(192c) Two-Dimensional Energy Histograms As Features for Machine Learning to Predict Adsorption in Metal-Organic Frameworks | AIChE

(192c) Two-Dimensional Energy Histograms As Features for Machine Learning to Predict Adsorption in Metal-Organic Frameworks

Authors 

Shi, K. - Presenter, Northwestern University
Li, Z., Northwestern University
Snurr, R., Northwestern University
Feature engineering is one of the most important steps in a machine learning (ML) workflow. Features of a data set that are constructed in a systematic and physically informative way can facilitate the convergence of ML algorithms and enhance the interpretability of a ML model. In this work, we propose novel features for predicting adsorption in metal-organic frameworks (MOFs) and other nanoporous materials. In particular, we use two-dimensional (2D) histogram features derived from the adsorbate-adsorbent energy and energy gradient at grid points located throughout the adsorbent. The inclusion of the energy gradient encodes some spatial information of the adsorbent while maintaining a relatively low computational expense. The training and testing data for the ML model are obtained from grand canonical Monte Carlo simulations for different adsorbates, including Kr, Xe, ethane, propane, n-butane and n-hexane, at different pressures and temperatures. With these 2D histogram features, the ML model provides an overall improvement of the prediction quality (with the coefficient of determination R2~0.95-0.99) over a model that uses 1D energy histogram features.
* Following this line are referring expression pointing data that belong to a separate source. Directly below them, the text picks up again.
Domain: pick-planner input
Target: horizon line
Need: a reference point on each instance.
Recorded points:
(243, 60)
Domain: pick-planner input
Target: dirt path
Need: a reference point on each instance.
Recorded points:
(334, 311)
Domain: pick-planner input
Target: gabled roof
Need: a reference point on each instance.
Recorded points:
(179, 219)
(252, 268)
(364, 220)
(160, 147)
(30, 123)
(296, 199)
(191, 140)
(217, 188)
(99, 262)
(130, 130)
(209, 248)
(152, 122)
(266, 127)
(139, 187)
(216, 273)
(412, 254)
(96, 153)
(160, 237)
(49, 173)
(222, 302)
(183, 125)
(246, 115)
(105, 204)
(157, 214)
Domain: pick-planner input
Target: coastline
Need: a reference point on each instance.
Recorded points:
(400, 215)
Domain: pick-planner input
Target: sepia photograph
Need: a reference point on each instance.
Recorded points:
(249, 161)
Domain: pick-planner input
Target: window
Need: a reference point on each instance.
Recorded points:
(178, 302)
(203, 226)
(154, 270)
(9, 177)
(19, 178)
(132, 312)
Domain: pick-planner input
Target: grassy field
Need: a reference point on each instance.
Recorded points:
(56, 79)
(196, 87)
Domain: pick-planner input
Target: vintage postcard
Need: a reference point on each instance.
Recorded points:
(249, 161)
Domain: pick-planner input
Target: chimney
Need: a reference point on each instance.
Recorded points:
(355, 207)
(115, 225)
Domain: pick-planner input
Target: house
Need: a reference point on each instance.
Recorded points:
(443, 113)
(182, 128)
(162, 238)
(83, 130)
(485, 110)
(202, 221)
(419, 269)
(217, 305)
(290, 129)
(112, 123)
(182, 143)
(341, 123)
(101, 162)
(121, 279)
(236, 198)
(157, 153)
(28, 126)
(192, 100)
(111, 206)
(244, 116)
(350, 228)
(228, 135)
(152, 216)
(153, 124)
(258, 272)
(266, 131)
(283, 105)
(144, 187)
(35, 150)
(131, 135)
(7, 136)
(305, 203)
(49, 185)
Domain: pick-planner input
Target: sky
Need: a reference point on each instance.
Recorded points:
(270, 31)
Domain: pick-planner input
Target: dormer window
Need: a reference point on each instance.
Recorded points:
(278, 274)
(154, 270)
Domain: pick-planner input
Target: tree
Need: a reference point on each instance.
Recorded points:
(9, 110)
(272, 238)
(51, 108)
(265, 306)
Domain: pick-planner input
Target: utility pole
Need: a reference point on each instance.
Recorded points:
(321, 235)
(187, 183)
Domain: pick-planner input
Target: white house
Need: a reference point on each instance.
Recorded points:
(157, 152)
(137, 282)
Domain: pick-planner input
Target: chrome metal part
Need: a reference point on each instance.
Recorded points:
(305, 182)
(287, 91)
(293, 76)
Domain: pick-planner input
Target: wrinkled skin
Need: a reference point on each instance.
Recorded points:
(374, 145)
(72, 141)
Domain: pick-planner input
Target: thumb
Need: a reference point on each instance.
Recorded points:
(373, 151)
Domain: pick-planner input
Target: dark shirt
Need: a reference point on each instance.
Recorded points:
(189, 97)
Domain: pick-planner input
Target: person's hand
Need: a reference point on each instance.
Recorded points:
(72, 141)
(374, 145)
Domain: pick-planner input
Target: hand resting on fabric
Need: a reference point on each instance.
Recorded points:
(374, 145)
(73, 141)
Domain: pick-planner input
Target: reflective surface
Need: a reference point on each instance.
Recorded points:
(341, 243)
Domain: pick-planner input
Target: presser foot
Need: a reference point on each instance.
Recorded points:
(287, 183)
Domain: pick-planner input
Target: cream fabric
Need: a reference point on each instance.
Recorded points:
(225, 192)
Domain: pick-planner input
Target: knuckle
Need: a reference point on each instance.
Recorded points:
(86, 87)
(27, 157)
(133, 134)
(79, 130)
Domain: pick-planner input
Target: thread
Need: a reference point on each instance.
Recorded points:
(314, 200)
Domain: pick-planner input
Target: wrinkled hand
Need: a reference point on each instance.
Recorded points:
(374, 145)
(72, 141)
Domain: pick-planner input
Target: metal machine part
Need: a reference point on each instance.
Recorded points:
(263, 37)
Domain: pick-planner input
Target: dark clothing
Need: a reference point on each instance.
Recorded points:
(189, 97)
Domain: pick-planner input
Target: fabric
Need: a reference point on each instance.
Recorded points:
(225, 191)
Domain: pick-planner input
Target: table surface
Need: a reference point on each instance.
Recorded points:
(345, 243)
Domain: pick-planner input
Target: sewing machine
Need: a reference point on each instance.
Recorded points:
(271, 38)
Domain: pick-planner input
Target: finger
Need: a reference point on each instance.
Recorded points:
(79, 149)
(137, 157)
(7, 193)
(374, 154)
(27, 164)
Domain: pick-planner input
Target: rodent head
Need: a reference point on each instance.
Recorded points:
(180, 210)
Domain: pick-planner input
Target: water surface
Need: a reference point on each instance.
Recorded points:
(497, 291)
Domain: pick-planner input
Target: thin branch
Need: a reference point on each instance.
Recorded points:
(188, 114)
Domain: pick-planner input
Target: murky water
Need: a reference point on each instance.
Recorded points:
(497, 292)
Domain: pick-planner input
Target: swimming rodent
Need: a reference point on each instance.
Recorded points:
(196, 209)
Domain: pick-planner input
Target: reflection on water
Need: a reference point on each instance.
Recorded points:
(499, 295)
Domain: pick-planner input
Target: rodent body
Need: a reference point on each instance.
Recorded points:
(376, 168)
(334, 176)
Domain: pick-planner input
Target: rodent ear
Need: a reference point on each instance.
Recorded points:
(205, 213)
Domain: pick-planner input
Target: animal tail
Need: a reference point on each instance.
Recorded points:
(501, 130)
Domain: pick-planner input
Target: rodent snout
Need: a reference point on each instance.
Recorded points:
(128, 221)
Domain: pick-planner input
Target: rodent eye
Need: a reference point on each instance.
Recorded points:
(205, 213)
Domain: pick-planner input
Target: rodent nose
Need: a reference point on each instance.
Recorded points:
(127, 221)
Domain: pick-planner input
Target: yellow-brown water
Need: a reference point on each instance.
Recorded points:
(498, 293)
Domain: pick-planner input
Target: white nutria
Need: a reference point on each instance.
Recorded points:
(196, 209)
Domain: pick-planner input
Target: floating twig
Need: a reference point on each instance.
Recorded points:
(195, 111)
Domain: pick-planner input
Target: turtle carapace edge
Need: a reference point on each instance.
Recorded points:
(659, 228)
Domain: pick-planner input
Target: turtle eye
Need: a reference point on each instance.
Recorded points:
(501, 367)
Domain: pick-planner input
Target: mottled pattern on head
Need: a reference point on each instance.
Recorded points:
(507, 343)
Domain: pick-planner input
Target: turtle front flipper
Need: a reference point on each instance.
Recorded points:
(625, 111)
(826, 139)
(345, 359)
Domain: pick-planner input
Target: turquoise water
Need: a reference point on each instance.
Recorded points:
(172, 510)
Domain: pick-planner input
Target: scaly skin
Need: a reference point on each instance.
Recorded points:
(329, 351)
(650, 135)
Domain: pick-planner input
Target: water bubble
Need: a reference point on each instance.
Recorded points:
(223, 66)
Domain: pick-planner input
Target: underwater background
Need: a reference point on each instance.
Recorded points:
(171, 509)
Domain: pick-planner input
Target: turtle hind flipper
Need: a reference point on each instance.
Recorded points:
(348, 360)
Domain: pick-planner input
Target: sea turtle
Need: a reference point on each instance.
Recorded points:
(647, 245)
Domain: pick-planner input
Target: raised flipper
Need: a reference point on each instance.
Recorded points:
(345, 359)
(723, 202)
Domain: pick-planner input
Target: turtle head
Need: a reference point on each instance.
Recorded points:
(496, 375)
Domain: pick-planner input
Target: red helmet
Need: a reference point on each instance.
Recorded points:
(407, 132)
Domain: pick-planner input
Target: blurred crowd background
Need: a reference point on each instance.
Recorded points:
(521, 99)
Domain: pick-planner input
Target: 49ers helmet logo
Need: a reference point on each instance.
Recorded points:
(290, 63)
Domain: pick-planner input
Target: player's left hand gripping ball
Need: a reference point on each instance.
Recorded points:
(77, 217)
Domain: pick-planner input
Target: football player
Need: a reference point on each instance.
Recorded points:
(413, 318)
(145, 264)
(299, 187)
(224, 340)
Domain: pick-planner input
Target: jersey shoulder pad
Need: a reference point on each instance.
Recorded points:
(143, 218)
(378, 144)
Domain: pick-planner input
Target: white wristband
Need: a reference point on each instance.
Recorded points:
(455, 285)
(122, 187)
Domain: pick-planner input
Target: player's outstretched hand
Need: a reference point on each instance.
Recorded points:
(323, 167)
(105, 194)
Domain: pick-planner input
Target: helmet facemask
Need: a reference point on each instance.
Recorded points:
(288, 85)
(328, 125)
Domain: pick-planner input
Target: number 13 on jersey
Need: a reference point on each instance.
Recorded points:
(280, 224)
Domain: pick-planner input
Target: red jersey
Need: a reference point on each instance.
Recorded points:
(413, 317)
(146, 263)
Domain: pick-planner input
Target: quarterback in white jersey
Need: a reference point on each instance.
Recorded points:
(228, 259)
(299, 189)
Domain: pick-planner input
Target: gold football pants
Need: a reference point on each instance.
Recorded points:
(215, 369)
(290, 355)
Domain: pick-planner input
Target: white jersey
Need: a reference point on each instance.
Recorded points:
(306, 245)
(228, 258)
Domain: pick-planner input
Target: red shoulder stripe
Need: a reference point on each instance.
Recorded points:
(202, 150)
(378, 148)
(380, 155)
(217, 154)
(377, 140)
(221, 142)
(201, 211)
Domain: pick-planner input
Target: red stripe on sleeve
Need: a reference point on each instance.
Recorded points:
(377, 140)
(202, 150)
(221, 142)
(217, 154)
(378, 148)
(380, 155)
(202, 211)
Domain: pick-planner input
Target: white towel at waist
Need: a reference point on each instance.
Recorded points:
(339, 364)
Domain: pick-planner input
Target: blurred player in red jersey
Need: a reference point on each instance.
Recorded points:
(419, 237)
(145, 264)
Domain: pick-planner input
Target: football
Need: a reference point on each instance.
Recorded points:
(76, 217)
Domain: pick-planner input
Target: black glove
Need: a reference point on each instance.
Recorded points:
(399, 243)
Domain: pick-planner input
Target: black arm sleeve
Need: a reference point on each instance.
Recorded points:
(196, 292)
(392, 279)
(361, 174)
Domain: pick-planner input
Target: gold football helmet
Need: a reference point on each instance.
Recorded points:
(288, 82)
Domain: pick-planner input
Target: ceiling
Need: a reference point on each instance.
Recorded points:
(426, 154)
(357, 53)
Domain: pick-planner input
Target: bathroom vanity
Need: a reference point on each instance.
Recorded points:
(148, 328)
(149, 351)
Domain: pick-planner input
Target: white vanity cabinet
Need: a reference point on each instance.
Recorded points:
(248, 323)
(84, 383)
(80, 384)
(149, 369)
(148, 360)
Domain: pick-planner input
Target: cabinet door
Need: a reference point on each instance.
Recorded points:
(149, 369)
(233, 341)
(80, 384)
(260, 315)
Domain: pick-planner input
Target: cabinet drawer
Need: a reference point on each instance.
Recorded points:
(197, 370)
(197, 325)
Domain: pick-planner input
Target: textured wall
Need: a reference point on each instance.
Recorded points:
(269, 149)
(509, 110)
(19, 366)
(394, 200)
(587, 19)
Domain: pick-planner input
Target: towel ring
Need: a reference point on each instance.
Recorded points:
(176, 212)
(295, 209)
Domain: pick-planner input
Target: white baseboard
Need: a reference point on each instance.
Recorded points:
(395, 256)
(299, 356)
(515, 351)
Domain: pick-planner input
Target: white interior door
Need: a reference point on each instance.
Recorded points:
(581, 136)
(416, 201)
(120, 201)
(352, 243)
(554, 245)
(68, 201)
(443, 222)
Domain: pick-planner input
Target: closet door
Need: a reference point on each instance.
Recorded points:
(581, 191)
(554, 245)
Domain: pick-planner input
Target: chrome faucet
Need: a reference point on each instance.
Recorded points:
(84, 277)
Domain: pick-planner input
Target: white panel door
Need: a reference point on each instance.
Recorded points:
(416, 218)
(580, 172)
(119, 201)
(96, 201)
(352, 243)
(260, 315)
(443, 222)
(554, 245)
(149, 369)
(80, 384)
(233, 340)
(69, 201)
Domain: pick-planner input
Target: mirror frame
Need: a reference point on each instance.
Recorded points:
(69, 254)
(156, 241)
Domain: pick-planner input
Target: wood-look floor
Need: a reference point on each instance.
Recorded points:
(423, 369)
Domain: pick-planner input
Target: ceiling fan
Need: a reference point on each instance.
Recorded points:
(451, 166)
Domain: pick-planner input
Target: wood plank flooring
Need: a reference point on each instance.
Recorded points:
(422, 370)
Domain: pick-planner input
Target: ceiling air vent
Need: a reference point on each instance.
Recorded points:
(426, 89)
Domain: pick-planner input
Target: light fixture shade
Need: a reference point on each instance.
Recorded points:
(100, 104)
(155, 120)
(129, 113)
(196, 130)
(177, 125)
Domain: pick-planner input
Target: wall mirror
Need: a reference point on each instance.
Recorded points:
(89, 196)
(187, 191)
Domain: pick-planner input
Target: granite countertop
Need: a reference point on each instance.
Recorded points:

We identify the restrictions of the 2D histogram features applied to n-butane and n-hexane with the help of dimensional reduction methods. The possibility of combining 2D histogram features with some other features such as those derived from persistent homology will also be discussed. The physical understanding of the adsorption behavior decoded from the ML model may help develop more advanced MOFs for gas storage and separation in the future.